Der Himmel über Wien.
19. November 2005, 20:43.
Hab mich gerade sauerstoffsuchend aus meinem Fenster im achten Stock gelehnt und ganz deutlich Männerparfüm gerochen. Nebenbei eins, das ich mag. So, als stünde da jemand Wohlriechendes genau vor oder neben mir. Was ja in der bloßen Luft, acht Stockwerke hoch, schon leicht ins Unmögliche tendiert. — Liebe Güte, ich glaube sogar, mein Vater benutzt das selbe Parfüm. Langsam wird das spooky.

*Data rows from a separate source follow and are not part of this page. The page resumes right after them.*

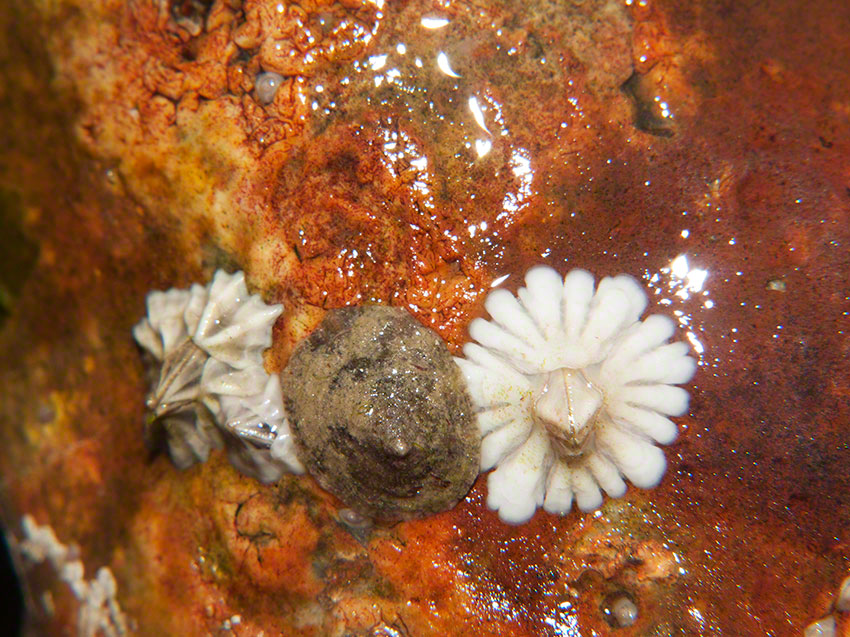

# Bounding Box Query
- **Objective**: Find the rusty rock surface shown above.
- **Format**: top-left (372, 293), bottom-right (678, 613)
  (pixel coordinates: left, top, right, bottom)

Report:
top-left (0, 0), bottom-right (850, 636)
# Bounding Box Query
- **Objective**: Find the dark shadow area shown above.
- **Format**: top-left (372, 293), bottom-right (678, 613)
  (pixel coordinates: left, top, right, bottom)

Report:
top-left (0, 533), bottom-right (24, 637)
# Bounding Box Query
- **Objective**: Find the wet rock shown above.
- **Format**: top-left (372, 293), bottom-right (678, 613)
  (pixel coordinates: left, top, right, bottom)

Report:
top-left (281, 306), bottom-right (479, 520)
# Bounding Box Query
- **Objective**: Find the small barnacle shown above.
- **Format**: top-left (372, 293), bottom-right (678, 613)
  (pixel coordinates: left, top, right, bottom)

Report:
top-left (281, 306), bottom-right (480, 520)
top-left (133, 270), bottom-right (300, 481)
top-left (457, 266), bottom-right (696, 523)
top-left (254, 72), bottom-right (283, 104)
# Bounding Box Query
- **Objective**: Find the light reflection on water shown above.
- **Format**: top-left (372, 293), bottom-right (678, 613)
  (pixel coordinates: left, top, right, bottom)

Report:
top-left (643, 252), bottom-right (714, 365)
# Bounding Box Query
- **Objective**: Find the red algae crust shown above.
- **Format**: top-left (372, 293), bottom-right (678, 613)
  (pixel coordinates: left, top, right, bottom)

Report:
top-left (0, 0), bottom-right (850, 636)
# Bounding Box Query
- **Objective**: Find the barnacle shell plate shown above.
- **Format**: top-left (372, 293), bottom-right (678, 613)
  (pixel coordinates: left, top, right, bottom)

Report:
top-left (457, 266), bottom-right (695, 523)
top-left (281, 306), bottom-right (479, 520)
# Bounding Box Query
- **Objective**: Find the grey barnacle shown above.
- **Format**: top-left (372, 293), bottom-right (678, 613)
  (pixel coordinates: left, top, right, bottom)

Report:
top-left (281, 306), bottom-right (480, 520)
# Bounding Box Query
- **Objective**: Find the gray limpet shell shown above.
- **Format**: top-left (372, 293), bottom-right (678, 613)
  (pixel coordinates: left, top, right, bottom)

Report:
top-left (281, 306), bottom-right (480, 520)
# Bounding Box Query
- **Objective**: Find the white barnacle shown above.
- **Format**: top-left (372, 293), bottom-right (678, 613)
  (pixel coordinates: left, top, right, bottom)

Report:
top-left (254, 72), bottom-right (283, 104)
top-left (127, 270), bottom-right (301, 482)
top-left (456, 266), bottom-right (696, 524)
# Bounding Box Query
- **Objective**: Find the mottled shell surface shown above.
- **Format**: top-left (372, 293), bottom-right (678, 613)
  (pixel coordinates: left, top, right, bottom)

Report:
top-left (281, 306), bottom-right (480, 520)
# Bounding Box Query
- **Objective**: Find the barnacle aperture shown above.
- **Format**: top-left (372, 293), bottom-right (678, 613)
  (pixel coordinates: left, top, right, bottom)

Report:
top-left (281, 306), bottom-right (480, 520)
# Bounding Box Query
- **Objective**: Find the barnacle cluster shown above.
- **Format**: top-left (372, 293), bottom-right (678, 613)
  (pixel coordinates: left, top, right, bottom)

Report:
top-left (134, 266), bottom-right (695, 523)
top-left (457, 266), bottom-right (695, 523)
top-left (133, 270), bottom-right (303, 482)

Theorie eins: Die Wiener Windkonstellationen bringen Männerduft von irgendwoher an mein Zimmerfenster. Vielleicht vom Haus gegenüber, das aber recht weit weg ist. Oder vom Zimmer unter meinem, aber streichen Novemberwinde senkrecht Hauswände in Innenhöfen hoch?
Theorie zwei: Peter Handke und Wim Wenders hatten recht, und auf meinem Fenstersims sitzt gerade ein Engel mit langem Mantel und Pferdeschwanz, liest diesen Blogeintrag mit, hat vielleicht seine linke Hand auf meiner rechten Schulter liegen und lacht sich eins.
Theorie drei: Ich halluziniere, weil der Cremespinat versalzen war.
Jetzt wirds peinlich. Habe mich gerade in Richtung Fenster gedreht und mit schönster Columbo-Stimme zum Nichts gesagt: “I can’t see you, but I know you’re there.”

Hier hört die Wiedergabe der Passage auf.